28.6.12

MINE-SHAFT


Fragmento extraído de la novela


La bolsa de los juguetes de


David France
Detrás de una pesada puerta negra y anunciada sólo por una flecha blanca que señalaba, una estrecha escalera de madera conducía hasta un rellano iluminado por una bombilla desnuda. Un hombre fornido, de unos cuarenta años, oficiaba de portero sentado en un taburete. Pintadas a mano en letras desiguales sobre una puerta a sus espaldas, aparecía el nombre de MINE-SHAFT, una lista con normas de vestuario exigidas por el club. La lista empezaba a nivel de los ojos y acababa caso tocando el suelo grasiento.



No colonias, perfumes y jerseys de diseño.

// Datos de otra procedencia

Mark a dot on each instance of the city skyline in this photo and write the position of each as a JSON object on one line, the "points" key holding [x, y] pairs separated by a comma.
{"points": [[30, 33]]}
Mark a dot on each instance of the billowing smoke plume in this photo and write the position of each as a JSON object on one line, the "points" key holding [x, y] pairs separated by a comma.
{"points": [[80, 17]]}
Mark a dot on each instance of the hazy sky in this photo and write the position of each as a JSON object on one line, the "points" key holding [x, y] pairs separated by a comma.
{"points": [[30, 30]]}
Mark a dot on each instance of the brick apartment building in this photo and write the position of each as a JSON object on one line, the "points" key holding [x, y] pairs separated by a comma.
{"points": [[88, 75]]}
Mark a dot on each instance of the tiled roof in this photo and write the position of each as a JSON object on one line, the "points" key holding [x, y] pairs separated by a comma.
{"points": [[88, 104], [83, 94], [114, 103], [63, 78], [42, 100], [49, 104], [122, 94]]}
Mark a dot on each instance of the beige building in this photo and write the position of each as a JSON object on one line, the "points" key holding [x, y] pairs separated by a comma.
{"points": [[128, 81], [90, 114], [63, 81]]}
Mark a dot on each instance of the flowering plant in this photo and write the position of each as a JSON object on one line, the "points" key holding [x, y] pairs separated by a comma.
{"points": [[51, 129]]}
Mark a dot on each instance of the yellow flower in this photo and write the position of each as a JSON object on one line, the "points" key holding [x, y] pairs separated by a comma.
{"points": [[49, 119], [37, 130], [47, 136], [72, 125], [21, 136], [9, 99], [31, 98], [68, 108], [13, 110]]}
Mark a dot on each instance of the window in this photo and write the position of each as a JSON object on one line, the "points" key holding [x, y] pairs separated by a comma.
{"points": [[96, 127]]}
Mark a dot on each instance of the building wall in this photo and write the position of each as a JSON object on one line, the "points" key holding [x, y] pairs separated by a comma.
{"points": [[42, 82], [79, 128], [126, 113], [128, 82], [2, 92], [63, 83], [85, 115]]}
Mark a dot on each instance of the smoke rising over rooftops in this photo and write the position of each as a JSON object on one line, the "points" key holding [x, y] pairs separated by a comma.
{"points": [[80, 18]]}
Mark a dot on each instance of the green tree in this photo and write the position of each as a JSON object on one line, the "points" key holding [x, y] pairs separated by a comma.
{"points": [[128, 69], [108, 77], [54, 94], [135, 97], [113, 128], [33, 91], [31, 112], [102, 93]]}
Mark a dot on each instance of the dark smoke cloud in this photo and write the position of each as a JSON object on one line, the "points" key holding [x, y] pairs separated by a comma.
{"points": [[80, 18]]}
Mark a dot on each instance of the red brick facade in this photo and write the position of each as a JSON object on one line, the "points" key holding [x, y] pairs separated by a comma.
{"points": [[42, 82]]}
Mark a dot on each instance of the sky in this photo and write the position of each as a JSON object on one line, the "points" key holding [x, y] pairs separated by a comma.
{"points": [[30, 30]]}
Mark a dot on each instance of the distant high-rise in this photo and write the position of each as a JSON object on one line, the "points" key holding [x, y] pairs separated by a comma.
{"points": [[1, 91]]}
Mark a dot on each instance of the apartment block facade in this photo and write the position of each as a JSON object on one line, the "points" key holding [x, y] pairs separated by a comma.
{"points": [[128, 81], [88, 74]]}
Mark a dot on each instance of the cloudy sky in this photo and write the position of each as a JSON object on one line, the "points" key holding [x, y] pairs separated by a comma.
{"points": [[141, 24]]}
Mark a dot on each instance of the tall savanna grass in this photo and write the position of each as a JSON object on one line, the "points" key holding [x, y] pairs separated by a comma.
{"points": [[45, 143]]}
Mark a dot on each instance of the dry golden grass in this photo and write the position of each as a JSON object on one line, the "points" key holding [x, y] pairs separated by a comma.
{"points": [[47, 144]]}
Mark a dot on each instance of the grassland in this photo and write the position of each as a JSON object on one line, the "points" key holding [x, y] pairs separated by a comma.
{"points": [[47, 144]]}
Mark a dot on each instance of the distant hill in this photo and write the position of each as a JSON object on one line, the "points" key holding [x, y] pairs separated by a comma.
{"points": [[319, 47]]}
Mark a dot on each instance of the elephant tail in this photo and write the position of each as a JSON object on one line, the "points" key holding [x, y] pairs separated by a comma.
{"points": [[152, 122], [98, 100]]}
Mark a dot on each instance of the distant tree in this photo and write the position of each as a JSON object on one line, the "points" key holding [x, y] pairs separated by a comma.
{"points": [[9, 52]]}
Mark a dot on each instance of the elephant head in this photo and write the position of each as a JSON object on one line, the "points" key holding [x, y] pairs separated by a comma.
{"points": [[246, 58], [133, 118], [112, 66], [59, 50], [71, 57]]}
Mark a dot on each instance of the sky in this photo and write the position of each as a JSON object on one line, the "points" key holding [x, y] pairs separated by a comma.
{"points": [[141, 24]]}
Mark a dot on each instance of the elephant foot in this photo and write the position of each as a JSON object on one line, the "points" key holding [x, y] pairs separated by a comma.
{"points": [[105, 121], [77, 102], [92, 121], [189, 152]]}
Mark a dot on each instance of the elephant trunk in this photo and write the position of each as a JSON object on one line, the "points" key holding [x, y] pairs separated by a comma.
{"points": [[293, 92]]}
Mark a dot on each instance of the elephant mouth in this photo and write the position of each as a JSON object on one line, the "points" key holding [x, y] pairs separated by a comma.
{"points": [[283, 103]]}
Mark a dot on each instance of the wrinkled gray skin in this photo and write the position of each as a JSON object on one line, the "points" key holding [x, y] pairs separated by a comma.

No trajes, corbatas, pantalones de traje o chaqueta.

No camisas de rugby o tipo disco.

No americana en la pista.

No rayas horizontales.

No pantalones de traje, incluido tejanos de diseño.

No zapatos de vestir.

No zapatillas o zapatos de tenis.

Los tres policías entraron en el bullicioso salón principal del Mineshaft. A lo largo de una pared estaba el ancho mostrador de madera, con cadenas para sujetar colgadas por encima y enganchadas a un costado. Junto a la caja registradora había un tambor de Crisco con el cartel del precio que costaba un puñado. Había una hilera de taburetes desocupados. Al pareces, nadie se quedaba en esta pipera sala en penumbra, excepto para atravesarla en dirección a otros pasadizos oscuros, pedir otra copa o meter la mano en el barril de aceite. La mayoría de los hombres que estaban en las otras salas, y eran muchos, no llevaban camisa. Algunos estaban desnudos, con suspensorios o chaparreras vaqueras sin nada debajo, de forma que únicamente quedaban cubiertos los costados de sus piernas, con lo cual curiosamente protegían la parte menos vulnerable de su anatomía. Las manos, firmes en latas de cerveza, mangos de látigo o marcos, eran las únicas cosas que se movían deprisa, cuando bajaban para acariciar un pene bamboleante, una nalga rosada o sujetar una cintura estrecha, apartándola de la multitud. Nadie hablaba, pero los salones se estremecían con las implacables cadencias de la música disco. Un olor nauseabundo daba fe de los centenares de visitantes a este cuerpo biológico; litros de orina, cerveza, sudor o semen, kilómetros de cuero y carne. Por todas partes se destapaban ampollas de nitrato de amilo, proyectando un tenue halo naranja sobre el jolgorio; era lo bastante intenso para provocar dolor de cabeza a un novato.

Los detectives siguieron a su guía a través de un pequeño portal a la izquierda del bar, que comunicaba con una sala decorada como una prisión, donde había hombres encerrados en jaulas pequeñas, esposados a los barrotes o atados a las sillas. Los muchachos vienen aquí a divertirse dijo, no muy convencido de poder explicarse con claridad. Uno de los policías soltó un bufido Y el jefe comenzó otra vez: “Lo que hacen aquí es seguro, sano y consensuado. Hacen exactamente lo que quieren y de la forma que desean ¿No lo entienden? es un juego con sus reglas establecidas, el de abajo firma las reglas, cómo donde está el límite del dolor y cuándo se acaba la escena. Y el de arriba se acomoda a ellas” Gentilmente, explicó el concepto de los “contratos” sadomasoquistas, las negociaciones que debían preceder al encuentro, y las “palabras seguras” que se adoptan. Si una persona dice “Basta, me haces daño” Esto puede formas parte de la escena, sólo una frase sin importancia. Por lo tanto, la gente estipula una palabra “piedad” es una de las más comunes, que realmente significa “Basta”.